Wither Naga Accord? Extension of AFSPA Raises Concerns
Having worked out the basics of by the deadline of 31 October 2019 given by the Prime Minister Mr Narendra Modi, progress on a final Naga accord is eagerly awaited. Ministry of Home Affairs had issued a press release on 31-October, 2019 clarifying that settlement arrived at with Naga groups will be finalized after consulting all stakeholders including States of Assam, Manipur and Arunachal Pradesh. Apart from the States consultations are ongoing with two Naga negotiating groups- NSCN (I-M) and Working Committee (WC) of Naga National Political Groups (NNPGs)
Government of India’s position is, “One Peace Process, One Solution” NSCN-IM demands for a separate flag and constitution appears to be the bone of contention.
Centre reportedly decided to accept demands of the NSCN-IM, but with certain pre-conditions for a separate Constitution and Flag having restricted applicability. Centre agreed to the conditions keeping the greater interest of maintaining peace and harmony in the entire region in mind claim officially unconfirmed reports. Nagas can use their ‘flag’ in pan-Naga Hohos, sports and special events of the Nagas.
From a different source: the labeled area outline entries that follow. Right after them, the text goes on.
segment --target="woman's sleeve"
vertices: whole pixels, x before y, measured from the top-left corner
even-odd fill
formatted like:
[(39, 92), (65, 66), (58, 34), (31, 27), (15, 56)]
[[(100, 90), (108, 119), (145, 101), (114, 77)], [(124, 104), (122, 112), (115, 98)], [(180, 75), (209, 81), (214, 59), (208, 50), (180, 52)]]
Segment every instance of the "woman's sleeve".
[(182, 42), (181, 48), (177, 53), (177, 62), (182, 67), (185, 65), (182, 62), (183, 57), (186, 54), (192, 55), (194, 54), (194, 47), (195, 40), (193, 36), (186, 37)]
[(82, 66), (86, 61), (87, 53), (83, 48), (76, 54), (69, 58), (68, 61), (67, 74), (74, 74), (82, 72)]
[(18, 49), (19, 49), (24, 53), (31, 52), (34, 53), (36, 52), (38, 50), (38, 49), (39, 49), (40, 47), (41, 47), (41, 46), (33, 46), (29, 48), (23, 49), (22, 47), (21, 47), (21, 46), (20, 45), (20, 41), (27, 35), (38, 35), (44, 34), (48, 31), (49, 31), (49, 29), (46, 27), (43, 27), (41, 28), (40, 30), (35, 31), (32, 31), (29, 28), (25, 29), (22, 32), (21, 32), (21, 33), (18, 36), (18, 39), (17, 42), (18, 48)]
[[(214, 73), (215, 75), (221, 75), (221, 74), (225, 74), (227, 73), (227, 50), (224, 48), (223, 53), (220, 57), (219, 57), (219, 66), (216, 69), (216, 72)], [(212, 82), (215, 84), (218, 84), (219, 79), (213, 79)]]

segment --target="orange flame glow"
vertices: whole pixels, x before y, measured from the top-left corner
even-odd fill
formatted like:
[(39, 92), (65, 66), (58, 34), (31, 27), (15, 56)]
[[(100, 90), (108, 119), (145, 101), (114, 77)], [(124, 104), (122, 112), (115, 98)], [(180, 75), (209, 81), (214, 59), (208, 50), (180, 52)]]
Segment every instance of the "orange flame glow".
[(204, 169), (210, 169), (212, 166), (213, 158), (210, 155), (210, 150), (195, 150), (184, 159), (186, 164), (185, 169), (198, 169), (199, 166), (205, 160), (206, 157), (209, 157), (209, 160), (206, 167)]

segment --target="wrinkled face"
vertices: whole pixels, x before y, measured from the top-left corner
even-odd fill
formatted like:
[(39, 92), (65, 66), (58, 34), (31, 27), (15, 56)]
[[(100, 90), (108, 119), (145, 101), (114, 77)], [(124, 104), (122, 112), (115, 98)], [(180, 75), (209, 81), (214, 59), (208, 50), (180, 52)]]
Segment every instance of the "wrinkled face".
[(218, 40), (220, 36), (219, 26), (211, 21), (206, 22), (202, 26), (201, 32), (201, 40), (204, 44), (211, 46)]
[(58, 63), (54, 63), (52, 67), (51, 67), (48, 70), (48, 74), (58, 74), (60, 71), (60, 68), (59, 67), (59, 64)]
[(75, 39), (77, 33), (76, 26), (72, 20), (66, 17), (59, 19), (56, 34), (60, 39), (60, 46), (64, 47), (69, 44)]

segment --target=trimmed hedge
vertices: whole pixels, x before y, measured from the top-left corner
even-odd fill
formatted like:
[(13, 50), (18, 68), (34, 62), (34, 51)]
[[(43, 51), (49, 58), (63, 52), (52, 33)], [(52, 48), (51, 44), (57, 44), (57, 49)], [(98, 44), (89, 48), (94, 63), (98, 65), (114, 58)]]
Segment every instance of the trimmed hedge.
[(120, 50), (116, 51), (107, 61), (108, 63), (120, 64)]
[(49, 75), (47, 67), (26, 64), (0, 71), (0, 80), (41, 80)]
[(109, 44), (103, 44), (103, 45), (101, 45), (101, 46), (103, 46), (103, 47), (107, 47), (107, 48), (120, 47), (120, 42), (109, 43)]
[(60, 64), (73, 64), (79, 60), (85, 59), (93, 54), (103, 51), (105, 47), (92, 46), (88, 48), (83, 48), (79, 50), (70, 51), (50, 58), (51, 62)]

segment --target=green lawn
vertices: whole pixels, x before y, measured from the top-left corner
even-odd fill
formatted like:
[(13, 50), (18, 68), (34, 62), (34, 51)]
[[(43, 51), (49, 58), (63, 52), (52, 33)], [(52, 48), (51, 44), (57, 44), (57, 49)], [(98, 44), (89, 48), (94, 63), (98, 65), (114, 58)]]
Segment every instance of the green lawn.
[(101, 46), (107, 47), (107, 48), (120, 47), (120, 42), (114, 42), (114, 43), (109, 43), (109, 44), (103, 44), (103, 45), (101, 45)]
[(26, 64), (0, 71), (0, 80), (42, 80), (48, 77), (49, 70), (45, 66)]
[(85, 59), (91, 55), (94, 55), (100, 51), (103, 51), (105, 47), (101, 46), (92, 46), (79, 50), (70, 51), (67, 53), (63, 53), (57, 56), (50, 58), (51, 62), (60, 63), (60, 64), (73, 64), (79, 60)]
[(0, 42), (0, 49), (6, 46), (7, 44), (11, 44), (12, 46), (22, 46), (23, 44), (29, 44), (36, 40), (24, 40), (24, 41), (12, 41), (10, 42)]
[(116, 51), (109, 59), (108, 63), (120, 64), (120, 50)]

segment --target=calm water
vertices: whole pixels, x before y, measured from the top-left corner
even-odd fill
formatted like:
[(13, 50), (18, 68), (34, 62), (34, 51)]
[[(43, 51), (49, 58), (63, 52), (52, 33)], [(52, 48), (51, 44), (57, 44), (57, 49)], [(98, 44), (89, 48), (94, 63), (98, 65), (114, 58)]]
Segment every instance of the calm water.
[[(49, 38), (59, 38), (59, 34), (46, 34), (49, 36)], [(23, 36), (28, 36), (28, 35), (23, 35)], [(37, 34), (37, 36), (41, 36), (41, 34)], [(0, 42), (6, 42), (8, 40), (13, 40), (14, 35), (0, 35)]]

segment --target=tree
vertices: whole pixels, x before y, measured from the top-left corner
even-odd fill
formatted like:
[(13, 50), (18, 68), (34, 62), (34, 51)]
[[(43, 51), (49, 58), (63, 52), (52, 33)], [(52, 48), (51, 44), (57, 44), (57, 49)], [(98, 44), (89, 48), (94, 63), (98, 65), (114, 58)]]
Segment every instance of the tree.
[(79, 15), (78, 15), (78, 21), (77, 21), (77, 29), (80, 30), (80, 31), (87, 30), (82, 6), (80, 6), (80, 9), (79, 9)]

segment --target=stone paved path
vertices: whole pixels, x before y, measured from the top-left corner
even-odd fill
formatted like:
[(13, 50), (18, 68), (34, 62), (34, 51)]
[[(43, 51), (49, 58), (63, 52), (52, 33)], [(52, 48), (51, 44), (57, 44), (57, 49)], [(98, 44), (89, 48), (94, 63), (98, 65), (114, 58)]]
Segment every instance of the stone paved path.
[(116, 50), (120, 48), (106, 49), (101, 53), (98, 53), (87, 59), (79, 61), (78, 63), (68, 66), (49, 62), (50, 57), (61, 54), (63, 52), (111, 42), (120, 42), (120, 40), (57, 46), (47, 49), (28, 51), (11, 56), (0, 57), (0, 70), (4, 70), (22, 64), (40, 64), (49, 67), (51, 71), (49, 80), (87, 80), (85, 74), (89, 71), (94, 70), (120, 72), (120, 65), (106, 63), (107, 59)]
Another aspect is regional territorial councils that are acceptable to the Nagas as well as other States in the North East, possibly consultations are ongoing. Extension of special provision under Article 371 (A) to all Naga inhabited areas and in Manipur, Article 371 (C) is likely to be under deliberation. Nagas are demanding separate Regional Territorial Council (RTC) of Manipur and Regional Territorial Council of Arunachal Pradesh.
Integration of armed cadres of the NSCN IM and other groups is another contentious issue that will require sustained consultations.
Extension of Armed Forces Special Powers Act 1958 in Nagaland by six more months has however raised concerns. Naga Hoho (NH) has questioned what was the necessity to impose “this most unwanted law” when the state has been declared peaceful?
In a press release, NH general secretary, K Elu Ndang, said AFSPA must be repealed if the government of India truly honoured the peace process and a peaceful solution to the “Indo-Naga” political talks.
Meanwhile the people of Nagaland are awaiting a final accord that will end the decades old insurgency and bring peace and stability.